In judging this movie and Noiriel’s historical work, we should note that the aim behind both was not just to present an entertaining historical drama. One of the objectives was to combat discrimination and racism–by telling the story of a black immigrant’s struggles and accomplishments against all odds. In an interview in Libération, Gérard Noiriel declared that he wanted to give young people a hero with whom they could identify–someone quite different from such classic figures as Jeanne d’Arc and Napoleon.[2]

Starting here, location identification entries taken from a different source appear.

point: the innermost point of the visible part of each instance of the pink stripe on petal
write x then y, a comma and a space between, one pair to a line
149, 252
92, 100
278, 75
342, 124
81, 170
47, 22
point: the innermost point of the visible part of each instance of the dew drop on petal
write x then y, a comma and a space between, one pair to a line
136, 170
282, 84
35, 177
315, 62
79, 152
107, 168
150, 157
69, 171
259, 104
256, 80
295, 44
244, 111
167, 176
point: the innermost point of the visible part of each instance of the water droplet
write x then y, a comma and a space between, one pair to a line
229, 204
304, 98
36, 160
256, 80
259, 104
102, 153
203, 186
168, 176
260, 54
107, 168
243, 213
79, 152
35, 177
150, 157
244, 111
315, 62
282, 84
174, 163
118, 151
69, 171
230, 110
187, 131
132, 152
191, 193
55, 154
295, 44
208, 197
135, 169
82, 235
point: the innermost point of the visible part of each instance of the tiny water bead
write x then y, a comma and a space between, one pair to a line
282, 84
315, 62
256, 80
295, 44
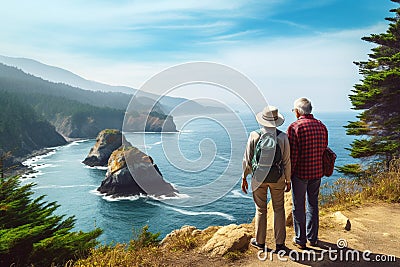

Does the movie succeed? The answer is open to discussion. In my view, Chocolat does come across with some heroic traits–as a courageous, talented, inventive performer, who certainly suffered wrongs from the racism in French society. But it is hard to fit Chocolat into the long-established cultural frame of heroes, a tradition dominated by “great” military or political leaders and artists and writers, followed more recently by athletes and show-biz stars. Perhaps he can be viewed as a tragic hero, although his life did not have the classical ending of a decisive downfall. The last part of the movie–the vicious beating after out-of-control gambling, his failed effort as an actor, and his dying as a forgotten has-been—goes against the project of hero-making. The movie leaves him an isolated, down-and-out man on his deathbed. His mold-breaking accomplishments as a new kind of celebrity, challenging discrimination and racist mindsets in France, were obviously limited and transitory. Without suggesting anything like a “happy ending,” I was left thinking that more could be made of Chocolat’s longer-term contribution to French culture–as an innovative entertainer, a path-breaking black star, and a pioneer of therapeutic clowning in hospitals, for example. Such questions might be raised with students after a showing of the film.

The movie and the book have brought him back into public consciousness, but to what effect? Can the well-known French expression “je suis chocolat” (“I’m screwed / I’ve had it”) lose its negative meaning? The open question is whether the revived public memory will center on the talented, barrier-breaking performer and his brief time of glory or on the painful story of racism and injustice.

Roschdy Zem, Director, Chocolat (2016), France, Color, 119 min, Mandarin Films, Gaumont, Korokoro.

NOTES

  1. Gérard Noiriel. Chocolat: La véritable histoire d’un homme sans nom. Montrouge: Bayard, 2016.
  2. Interview of Gérard Noiriel by Natalie Levisalles, “Chocolat, tu t’es battu, tu as été l’acteur de ta vie,” in Libération, 6 January 2016.